Cancer, one of top killer diseases in Ibadan in three years ― UCH
Chief Medical Director, University College Hospital (UCH), Ibadan, Professor Abiodun Otegbayo has said cancer remains one of the top killer diseases in the hospital in the last three years.
Professor Otegbayo made the disclosure at the opening of a four-day workshop with the theme “Pharmaceutical Care in Oncology Practice” organised by the Pharmacy Department of the hospital in collaboration with Centre for Global Health, University of Chicago, USA.
The CMD, who was represented by the Chairman, Medical Advisory Committee, Dr Victor Akinmoladun, said that the other two top causes of death and ill health were infectious diseases and cardiovascular disease, particularly stroke and HIV/AIDS.
Professor Otegbayo, however, stated that the late presentation of patients with cancer to the hospital was contributing to increased deaths from cancer in Nigeria.
Professor Otegbayo, however, declared that the hospital had recently acquired new cancer treatment machines and was planning to buy more for use.

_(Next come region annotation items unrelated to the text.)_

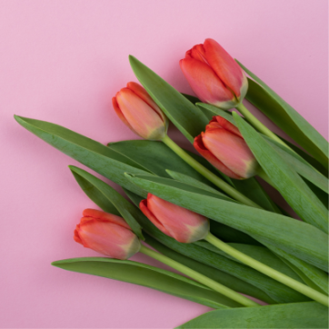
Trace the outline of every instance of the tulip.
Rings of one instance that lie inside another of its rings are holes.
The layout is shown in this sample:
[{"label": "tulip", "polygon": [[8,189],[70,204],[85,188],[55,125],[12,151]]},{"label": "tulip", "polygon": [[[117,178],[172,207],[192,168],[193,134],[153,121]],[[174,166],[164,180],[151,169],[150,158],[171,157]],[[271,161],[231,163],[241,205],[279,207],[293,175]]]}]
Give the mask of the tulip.
[{"label": "tulip", "polygon": [[128,259],[141,248],[123,218],[95,209],[84,210],[83,215],[74,239],[85,247],[116,259]]},{"label": "tulip", "polygon": [[230,109],[244,98],[248,80],[244,71],[214,40],[205,39],[204,45],[194,45],[179,64],[202,102]]},{"label": "tulip", "polygon": [[221,116],[214,116],[194,138],[194,146],[219,171],[234,179],[249,178],[260,170],[239,130]]},{"label": "tulip", "polygon": [[140,85],[128,83],[112,98],[112,104],[119,118],[139,136],[162,140],[166,135],[165,115]]},{"label": "tulip", "polygon": [[189,244],[202,240],[209,233],[207,218],[150,193],[139,207],[160,231],[178,242]]}]

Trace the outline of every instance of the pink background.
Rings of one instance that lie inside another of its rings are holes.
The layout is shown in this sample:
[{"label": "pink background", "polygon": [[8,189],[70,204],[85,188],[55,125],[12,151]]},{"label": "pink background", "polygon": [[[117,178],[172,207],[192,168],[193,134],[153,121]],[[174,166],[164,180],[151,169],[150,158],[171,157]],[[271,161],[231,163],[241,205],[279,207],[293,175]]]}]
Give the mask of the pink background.
[{"label": "pink background", "polygon": [[128,55],[191,93],[178,60],[213,37],[326,136],[327,6],[326,0],[0,0],[1,327],[172,328],[210,310],[52,267],[55,260],[97,255],[73,240],[82,210],[94,204],[67,168],[82,165],[19,126],[14,114],[101,143],[135,139],[111,105],[116,91],[135,81]]}]

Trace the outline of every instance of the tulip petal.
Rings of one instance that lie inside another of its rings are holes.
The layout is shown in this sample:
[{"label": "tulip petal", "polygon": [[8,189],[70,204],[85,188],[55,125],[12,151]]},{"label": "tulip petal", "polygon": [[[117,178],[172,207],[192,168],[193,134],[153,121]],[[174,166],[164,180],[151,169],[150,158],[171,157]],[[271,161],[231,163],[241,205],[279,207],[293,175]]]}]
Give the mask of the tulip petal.
[{"label": "tulip petal", "polygon": [[235,174],[244,178],[254,175],[258,163],[243,138],[222,128],[207,129],[203,142]]},{"label": "tulip petal", "polygon": [[[186,53],[187,55],[187,53]],[[209,65],[205,58],[205,52],[204,48],[204,45],[196,45],[191,50],[188,51],[187,56],[196,59],[200,62],[204,62],[206,65]]]},{"label": "tulip petal", "polygon": [[170,232],[159,222],[147,207],[147,199],[142,200],[139,204],[142,213],[156,226],[161,232],[166,235],[170,235]]},{"label": "tulip petal", "polygon": [[156,111],[132,90],[123,88],[116,94],[116,102],[133,130],[145,139],[161,139],[165,125]]},{"label": "tulip petal", "polygon": [[193,58],[182,59],[179,65],[191,88],[204,103],[219,106],[229,102],[228,108],[234,107],[234,95],[208,65]]},{"label": "tulip petal", "polygon": [[[204,135],[204,134],[203,134]],[[199,154],[204,156],[206,160],[208,160],[215,168],[217,168],[220,172],[226,174],[227,176],[234,179],[241,179],[239,175],[234,173],[232,170],[227,168],[220,160],[217,159],[204,145],[203,137],[201,135],[195,137],[194,143],[193,144],[195,150],[199,152]]]},{"label": "tulip petal", "polygon": [[191,243],[205,237],[208,220],[203,215],[163,200],[154,194],[147,195],[147,207],[167,234],[181,243]]},{"label": "tulip petal", "polygon": [[160,107],[156,105],[156,103],[151,98],[146,90],[142,87],[142,85],[135,83],[129,82],[127,84],[127,88],[132,90],[138,97],[142,98],[149,106],[151,106],[162,118],[162,120],[165,121],[165,116],[164,112],[160,110]]},{"label": "tulip petal", "polygon": [[117,216],[116,214],[105,213],[96,209],[85,209],[83,212],[83,215],[84,218],[81,219],[81,224],[85,223],[85,220],[90,220],[92,218],[102,219],[104,221],[108,221],[110,223],[116,224],[117,225],[125,227],[128,230],[131,230],[130,226],[125,223],[125,221],[123,218]]},{"label": "tulip petal", "polygon": [[80,224],[78,234],[85,247],[117,259],[126,259],[131,245],[138,240],[130,230],[102,219]]},{"label": "tulip petal", "polygon": [[[242,96],[241,89],[247,82],[239,65],[213,39],[205,39],[204,47],[210,66],[220,77],[224,85],[230,88],[237,98],[240,98]],[[244,95],[245,92],[244,91]]]},{"label": "tulip petal", "polygon": [[[221,127],[223,127],[225,130],[228,130],[229,132],[236,135],[237,136],[244,138],[239,131],[239,129],[234,125],[232,125],[228,120],[224,119],[222,116],[214,116],[215,121],[220,125]],[[214,119],[213,119],[214,120]]]},{"label": "tulip petal", "polygon": [[134,129],[133,127],[130,125],[130,124],[128,123],[128,121],[125,119],[124,114],[121,112],[120,110],[120,107],[116,102],[116,98],[115,97],[113,97],[112,98],[112,105],[113,105],[113,108],[115,109],[117,116],[121,119],[121,121],[131,130],[134,131],[134,133],[137,134]]}]

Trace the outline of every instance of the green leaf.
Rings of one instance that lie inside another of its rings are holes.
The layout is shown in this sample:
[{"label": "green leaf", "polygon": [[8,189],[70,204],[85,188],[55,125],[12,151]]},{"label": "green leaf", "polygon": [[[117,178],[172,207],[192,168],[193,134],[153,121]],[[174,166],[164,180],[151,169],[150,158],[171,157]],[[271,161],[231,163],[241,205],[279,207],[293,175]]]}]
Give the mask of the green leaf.
[{"label": "green leaf", "polygon": [[52,265],[159,290],[213,308],[237,307],[231,299],[170,271],[145,264],[103,257],[64,259]]},{"label": "green leaf", "polygon": [[328,233],[327,210],[294,168],[238,115],[233,114],[240,133],[258,163],[296,214]]},{"label": "green leaf", "polygon": [[[125,190],[125,192],[126,192],[127,195],[131,198],[135,204],[139,204],[141,198],[138,195],[134,194],[127,190]],[[270,296],[270,298],[274,299],[277,303],[292,303],[308,300],[308,298],[304,295],[295,292],[284,284],[278,283],[275,280],[271,279],[249,266],[232,261],[218,254],[217,253],[202,248],[195,244],[181,244],[175,241],[158,230],[143,214],[137,218],[137,220],[145,232],[152,235],[152,237],[168,248],[192,258],[194,261],[200,262],[204,264],[231,274],[235,278],[243,280],[258,289],[261,289],[268,296]],[[197,268],[195,270],[197,271]],[[235,290],[234,287],[233,289]],[[264,300],[262,296],[255,294],[257,294],[257,292],[254,292],[254,294],[251,294],[250,293],[248,294]]]},{"label": "green leaf", "polygon": [[193,143],[208,124],[207,117],[187,98],[135,57],[129,62],[139,82],[169,120]]},{"label": "green leaf", "polygon": [[[209,244],[206,241],[198,241],[195,243],[197,245],[200,245],[204,248],[211,250],[214,253],[218,253],[223,254],[224,256],[230,258],[235,262],[240,262],[237,259],[230,256],[226,253],[223,252],[222,250],[216,248],[213,244]],[[269,249],[260,246],[260,245],[250,245],[250,244],[228,244],[232,247],[240,252],[251,256],[254,259],[284,274],[292,277],[293,279],[303,282],[299,275],[295,274],[294,270],[291,269],[284,262],[283,262],[278,256],[273,254]]]},{"label": "green leaf", "polygon": [[137,163],[98,142],[63,126],[17,115],[15,115],[15,119],[25,129],[64,154],[119,185],[128,190],[132,189],[137,194],[146,196],[145,191],[134,185],[125,176],[125,172],[146,174]]},{"label": "green leaf", "polygon": [[[141,188],[208,218],[262,239],[306,263],[328,269],[328,235],[314,226],[279,214],[205,195],[200,189],[162,177],[127,174]],[[143,226],[143,225],[142,225]]]},{"label": "green leaf", "polygon": [[237,63],[254,80],[248,79],[249,88],[245,98],[328,168],[328,142],[261,79]]},{"label": "green leaf", "polygon": [[[139,166],[145,171],[153,173],[158,176],[169,178],[170,175],[166,173],[166,170],[169,169],[186,174],[197,181],[203,182],[205,184],[214,186],[207,179],[193,169],[191,165],[186,164],[181,157],[179,157],[162,142],[131,140],[109,143],[107,146],[111,150],[114,150],[137,163]],[[184,151],[203,165],[206,166],[207,169],[216,173],[215,170],[214,170],[214,167],[202,156],[186,150]]]},{"label": "green leaf", "polygon": [[316,303],[211,311],[176,327],[187,328],[327,328],[328,308]]},{"label": "green leaf", "polygon": [[[83,191],[104,211],[124,217],[133,232],[142,240],[142,227],[132,215],[134,205],[106,183],[86,171],[69,165],[76,182]],[[115,211],[113,211],[115,210]]]},{"label": "green leaf", "polygon": [[[170,177],[172,177],[173,179],[178,181],[178,182],[182,182],[182,183],[185,183],[189,185],[194,186],[194,187],[198,187],[202,190],[204,191],[208,191],[208,192],[212,192],[218,195],[221,195],[222,198],[225,198],[225,199],[231,199],[230,197],[227,197],[227,195],[224,194],[223,193],[217,191],[216,189],[214,189],[214,187],[211,187],[209,185],[207,185],[206,184],[201,183],[200,181],[191,177],[191,176],[187,176],[186,174],[181,174],[181,173],[177,173],[174,172],[173,170],[166,170],[166,173],[169,174]],[[237,203],[237,201],[231,199],[231,202],[234,202]]]},{"label": "green leaf", "polygon": [[273,139],[263,135],[268,144],[276,151],[276,153],[286,163],[294,167],[294,169],[303,177],[313,183],[315,186],[328,194],[329,181],[322,174],[316,171],[312,165],[305,161],[302,156],[295,154],[294,151],[284,147],[282,144],[279,144]]},{"label": "green leaf", "polygon": [[261,289],[256,288],[254,285],[240,280],[225,272],[220,271],[212,266],[208,266],[192,258],[184,256],[182,254],[168,248],[147,234],[145,234],[145,235],[147,244],[151,245],[153,248],[161,254],[164,254],[167,257],[174,259],[176,262],[183,264],[185,266],[192,268],[193,270],[199,272],[210,279],[213,279],[236,292],[254,296],[268,304],[277,304],[277,302],[269,297],[268,294],[264,293]]},{"label": "green leaf", "polygon": [[[262,241],[262,238],[258,237],[258,240]],[[264,242],[263,242],[264,243]],[[273,252],[274,252],[278,256],[281,257],[284,261],[287,262],[289,265],[293,265],[292,268],[299,275],[302,273],[302,279],[304,281],[304,277],[307,277],[308,281],[312,281],[314,284],[316,284],[324,294],[329,293],[328,288],[328,274],[324,271],[320,270],[319,268],[311,265],[310,264],[302,261],[301,259],[289,254],[288,253],[283,251],[280,248],[274,247],[273,245],[268,245],[266,243],[264,243],[264,245],[270,247]],[[307,284],[308,283],[305,282]]]}]

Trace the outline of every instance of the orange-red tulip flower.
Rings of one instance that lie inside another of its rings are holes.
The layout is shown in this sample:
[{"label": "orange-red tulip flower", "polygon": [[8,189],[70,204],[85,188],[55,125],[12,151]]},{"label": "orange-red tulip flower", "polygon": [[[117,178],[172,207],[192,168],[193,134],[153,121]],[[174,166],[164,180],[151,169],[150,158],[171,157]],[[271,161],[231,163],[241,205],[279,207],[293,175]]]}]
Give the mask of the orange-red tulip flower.
[{"label": "orange-red tulip flower", "polygon": [[145,139],[162,140],[168,129],[168,121],[159,106],[140,85],[130,82],[112,98],[119,118]]},{"label": "orange-red tulip flower", "polygon": [[138,237],[125,220],[115,214],[85,209],[74,239],[86,248],[111,258],[128,259],[141,247]]},{"label": "orange-red tulip flower", "polygon": [[202,240],[209,233],[207,218],[150,193],[139,207],[160,231],[178,242],[188,244]]},{"label": "orange-red tulip flower", "polygon": [[214,167],[231,178],[257,174],[260,166],[239,130],[221,116],[214,116],[194,138],[194,146]]},{"label": "orange-red tulip flower", "polygon": [[229,109],[235,107],[247,92],[244,71],[213,39],[188,50],[179,64],[191,88],[204,103]]}]

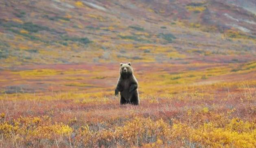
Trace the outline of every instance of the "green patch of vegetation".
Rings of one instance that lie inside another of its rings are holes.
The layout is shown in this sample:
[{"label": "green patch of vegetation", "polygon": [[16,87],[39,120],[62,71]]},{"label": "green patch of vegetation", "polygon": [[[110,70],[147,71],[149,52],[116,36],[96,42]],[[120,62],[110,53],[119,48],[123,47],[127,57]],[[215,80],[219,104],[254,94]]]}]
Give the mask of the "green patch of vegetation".
[{"label": "green patch of vegetation", "polygon": [[59,20],[62,20],[66,21],[70,21],[70,20],[68,17],[63,17],[61,16],[55,16],[54,17],[50,17],[48,15],[45,15],[43,17],[47,18],[48,19],[53,21],[58,21]]},{"label": "green patch of vegetation", "polygon": [[191,2],[188,4],[188,6],[190,6],[193,7],[199,7],[202,6],[204,4],[203,2]]},{"label": "green patch of vegetation", "polygon": [[171,33],[164,34],[160,33],[158,34],[158,37],[163,38],[169,42],[172,42],[173,39],[176,39],[174,35]]},{"label": "green patch of vegetation", "polygon": [[118,36],[122,39],[131,39],[133,40],[140,41],[140,42],[144,42],[146,43],[150,43],[150,42],[149,40],[147,40],[145,39],[139,38],[137,37],[134,35],[118,35]]},{"label": "green patch of vegetation", "polygon": [[26,50],[26,51],[30,53],[37,53],[38,52],[38,50],[37,49],[28,49]]},{"label": "green patch of vegetation", "polygon": [[[50,32],[57,32],[55,29],[50,29],[47,26],[34,24],[31,22],[20,24],[12,21],[8,22],[0,22],[0,26],[8,28],[9,30],[11,30],[12,31],[14,30],[11,28],[15,27],[19,29],[23,29],[31,33],[37,33],[42,30],[46,30]],[[13,32],[14,32],[15,31]],[[16,32],[15,33],[16,33]]]},{"label": "green patch of vegetation", "polygon": [[13,14],[16,17],[21,18],[26,16],[26,12],[21,10],[17,10],[17,11],[18,12],[13,13]]},{"label": "green patch of vegetation", "polygon": [[64,37],[63,37],[63,39],[65,41],[72,41],[78,42],[84,44],[86,44],[90,43],[91,43],[92,41],[87,37],[72,37],[68,36]]},{"label": "green patch of vegetation", "polygon": [[138,31],[144,31],[144,28],[137,26],[130,26],[129,27]]},{"label": "green patch of vegetation", "polygon": [[8,50],[6,49],[0,49],[0,59],[6,59],[8,57]]},{"label": "green patch of vegetation", "polygon": [[30,39],[31,40],[40,40],[40,39],[36,37],[34,37],[32,35],[29,35],[28,34],[26,34],[26,33],[22,33],[20,32],[19,30],[15,30],[15,29],[11,29],[11,28],[9,28],[8,29],[8,30],[11,31],[11,32],[12,32],[13,33],[17,34],[18,35],[22,35],[25,37],[28,37],[29,39]]},{"label": "green patch of vegetation", "polygon": [[98,27],[94,27],[91,26],[87,26],[85,28],[91,30],[98,30],[100,29]]},{"label": "green patch of vegetation", "polygon": [[206,75],[203,75],[202,76],[202,77],[201,77],[201,78],[202,79],[206,79],[207,78],[207,77],[206,77]]},{"label": "green patch of vegetation", "polygon": [[171,78],[171,79],[173,80],[177,80],[177,79],[178,79],[179,78],[181,78],[182,77],[180,76],[175,76],[174,77],[172,77]]}]

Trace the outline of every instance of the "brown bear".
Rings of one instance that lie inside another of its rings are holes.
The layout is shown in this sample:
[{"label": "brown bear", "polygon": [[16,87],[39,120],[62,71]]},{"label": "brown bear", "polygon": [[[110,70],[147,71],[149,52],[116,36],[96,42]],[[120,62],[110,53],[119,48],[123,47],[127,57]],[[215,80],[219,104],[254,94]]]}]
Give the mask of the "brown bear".
[{"label": "brown bear", "polygon": [[120,91],[120,104],[131,104],[137,105],[140,104],[138,82],[133,75],[131,63],[120,63],[120,76],[115,90],[115,95],[117,96]]}]

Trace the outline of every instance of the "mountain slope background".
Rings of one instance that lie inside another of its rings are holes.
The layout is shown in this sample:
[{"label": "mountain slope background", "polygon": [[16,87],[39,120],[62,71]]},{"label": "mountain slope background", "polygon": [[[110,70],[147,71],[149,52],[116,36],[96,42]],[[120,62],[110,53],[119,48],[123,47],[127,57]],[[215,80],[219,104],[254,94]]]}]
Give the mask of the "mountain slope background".
[{"label": "mountain slope background", "polygon": [[255,2],[200,2],[3,1],[0,62],[10,67],[255,59]]},{"label": "mountain slope background", "polygon": [[[2,147],[256,147],[256,2],[1,0]],[[120,105],[120,62],[140,104]]]}]

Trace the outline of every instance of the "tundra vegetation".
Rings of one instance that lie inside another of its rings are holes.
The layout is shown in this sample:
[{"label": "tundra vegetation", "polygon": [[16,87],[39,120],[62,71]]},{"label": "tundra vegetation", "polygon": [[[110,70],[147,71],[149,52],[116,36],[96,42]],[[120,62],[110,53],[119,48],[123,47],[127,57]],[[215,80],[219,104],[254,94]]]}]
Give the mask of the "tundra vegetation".
[{"label": "tundra vegetation", "polygon": [[1,147],[256,147],[253,0],[2,1]]}]

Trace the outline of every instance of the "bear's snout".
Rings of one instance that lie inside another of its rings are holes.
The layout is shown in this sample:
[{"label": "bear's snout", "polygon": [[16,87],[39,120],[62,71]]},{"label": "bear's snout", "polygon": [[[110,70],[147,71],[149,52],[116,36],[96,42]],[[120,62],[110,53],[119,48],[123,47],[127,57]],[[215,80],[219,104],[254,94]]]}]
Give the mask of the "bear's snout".
[{"label": "bear's snout", "polygon": [[124,68],[124,72],[127,72],[127,69],[126,69],[126,68]]}]

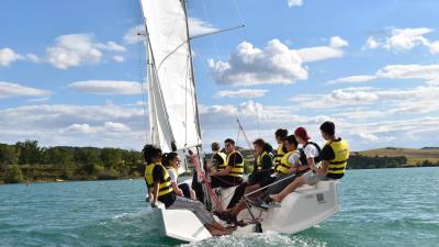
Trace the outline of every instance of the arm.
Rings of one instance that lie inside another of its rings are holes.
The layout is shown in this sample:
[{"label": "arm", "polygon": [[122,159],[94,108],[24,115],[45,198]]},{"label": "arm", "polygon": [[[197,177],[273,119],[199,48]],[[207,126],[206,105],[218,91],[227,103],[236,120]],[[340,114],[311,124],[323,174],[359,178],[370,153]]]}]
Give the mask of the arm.
[{"label": "arm", "polygon": [[228,172],[232,171],[232,168],[233,168],[233,167],[227,166],[226,169],[224,169],[224,170],[222,170],[222,171],[210,172],[209,176],[227,176]]},{"label": "arm", "polygon": [[157,207],[158,184],[159,184],[159,181],[154,182],[154,188],[153,188],[153,202],[151,202],[151,206],[153,206],[153,207]]},{"label": "arm", "polygon": [[266,155],[262,158],[262,170],[270,170],[273,167],[273,160],[270,156]]},{"label": "arm", "polygon": [[317,171],[317,167],[315,166],[315,162],[314,162],[314,157],[306,158],[306,161],[308,162],[309,168],[312,170]]},{"label": "arm", "polygon": [[325,147],[322,149],[322,166],[320,169],[318,170],[318,175],[320,176],[326,176],[328,173],[328,167],[329,167],[329,161],[336,157],[333,148],[328,145],[325,145]]},{"label": "arm", "polygon": [[183,197],[183,191],[180,190],[180,188],[177,186],[177,182],[172,182],[172,189],[176,191],[176,194]]},{"label": "arm", "polygon": [[322,161],[322,167],[318,170],[318,175],[326,176],[328,173],[329,162],[327,160]]}]

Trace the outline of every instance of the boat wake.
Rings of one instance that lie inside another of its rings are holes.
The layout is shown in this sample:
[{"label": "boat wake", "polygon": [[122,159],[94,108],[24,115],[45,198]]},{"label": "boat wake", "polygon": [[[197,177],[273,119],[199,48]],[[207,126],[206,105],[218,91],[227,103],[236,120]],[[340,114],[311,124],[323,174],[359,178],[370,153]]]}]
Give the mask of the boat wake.
[{"label": "boat wake", "polygon": [[206,240],[181,245],[181,247],[217,247],[217,246],[327,246],[325,242],[320,242],[309,236],[301,235],[281,235],[278,233],[249,234],[245,236],[224,236],[214,237]]}]

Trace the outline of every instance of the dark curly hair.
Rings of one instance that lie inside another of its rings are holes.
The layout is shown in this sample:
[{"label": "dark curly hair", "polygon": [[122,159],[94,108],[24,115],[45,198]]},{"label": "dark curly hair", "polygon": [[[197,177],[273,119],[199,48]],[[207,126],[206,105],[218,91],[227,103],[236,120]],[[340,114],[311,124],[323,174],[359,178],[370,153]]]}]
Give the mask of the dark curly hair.
[{"label": "dark curly hair", "polygon": [[175,159],[176,157],[178,157],[178,154],[175,151],[171,153],[165,153],[161,156],[161,165],[164,165],[165,167],[171,167],[171,160]]},{"label": "dark curly hair", "polygon": [[147,144],[144,146],[144,149],[142,149],[142,155],[144,156],[145,162],[151,164],[154,159],[160,158],[161,157],[161,149]]}]

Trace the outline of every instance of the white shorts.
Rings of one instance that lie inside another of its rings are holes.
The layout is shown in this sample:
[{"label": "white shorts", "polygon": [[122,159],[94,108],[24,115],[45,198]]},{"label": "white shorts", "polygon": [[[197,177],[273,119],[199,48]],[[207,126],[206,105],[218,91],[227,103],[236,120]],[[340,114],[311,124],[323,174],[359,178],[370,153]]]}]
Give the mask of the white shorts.
[{"label": "white shorts", "polygon": [[312,170],[306,172],[306,173],[304,173],[304,175],[302,175],[302,177],[303,177],[305,183],[308,184],[308,186],[314,186],[318,181],[322,181],[322,180],[331,180],[331,178],[328,178],[326,176],[319,176],[319,175],[315,173]]}]

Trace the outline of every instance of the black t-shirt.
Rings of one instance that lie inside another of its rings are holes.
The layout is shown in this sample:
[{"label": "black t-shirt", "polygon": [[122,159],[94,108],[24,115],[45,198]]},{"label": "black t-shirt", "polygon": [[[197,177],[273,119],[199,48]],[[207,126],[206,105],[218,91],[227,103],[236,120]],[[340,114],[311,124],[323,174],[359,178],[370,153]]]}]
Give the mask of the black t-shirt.
[{"label": "black t-shirt", "polygon": [[[159,183],[161,183],[165,180],[165,170],[160,166],[156,166],[153,169],[153,180],[154,182],[159,182]],[[168,207],[172,205],[172,203],[176,201],[176,197],[177,197],[176,192],[172,191],[165,195],[158,197],[158,201],[165,203],[165,206]]]},{"label": "black t-shirt", "polygon": [[238,153],[234,153],[228,157],[227,166],[234,167],[236,164],[243,162],[243,156]]},{"label": "black t-shirt", "polygon": [[224,159],[218,155],[218,153],[214,154],[212,156],[212,166],[218,168],[221,165],[223,165],[225,161]]},{"label": "black t-shirt", "polygon": [[[341,138],[338,138],[334,142],[340,142],[340,141],[341,141]],[[322,149],[322,160],[329,161],[335,158],[336,158],[336,153],[334,153],[333,147],[330,147],[329,145],[325,145]],[[328,175],[326,175],[326,177],[333,178],[333,179],[340,179],[341,177],[344,177],[344,173],[337,173],[337,175],[328,173]]]}]

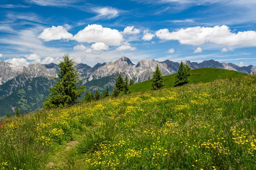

The completion of the hospital’s cancer centre, he assured will further ensure that the hospital can provide the best of cancer care, research and training for the betterment of the society.
“The hospital management is in full support of this workshop because we know that it will help us in addressing some of the challenges that our cancer patients face.
“Pharmaceutical oncology is a critical part of cancer care. The Department of Pharmacy has paid a lot of attention to oncology cases and we hope that the department will become the hub and the foremost in pharmaceutical oncology in the country.”
The Vice-Chancellor, Chrisland University, Abeokuta, Professor Chinedum Babalola, in an overview of the global burden of cancer said that cancer has a significant disease burden in low and middle-income countries.
According to her, cancer causes and outcomes are very different between more and less developed countries, suggesting that there would be different cancer prevention and control strategies in directing resources into cancer research.
Babalola, who called for increased funding for cancer research in the country, said that pharmacists play a critical role in increasing successful treatment and survival of cancer patients.
“Oncology pharmacists play a very crucial role in cancer patients’ care, diagnosis and therapy. As part of a multidisciplinary team, an oncology pharmacist has major roles in assuring safe and effective drug therapy.
“Cancer drugs are toxic with irreversible reactions, pharmacists are needed in cancer patients’ care to maximise benefits and reduce toxicity,” she said.
Registrar, Pharmaceutical Council of Nigeria, Mr Elijah Mohammed, speaking through Mrs Emily Olalere commended the hospital for taking a lead in pharmaceutical oncology, an area; he said the involvement of pharmacists was still low.
According to him, pharmaceutical oncology needs to be part of pharmacists’ mandatory continuing professional development course to ensure pharmacists are better trained.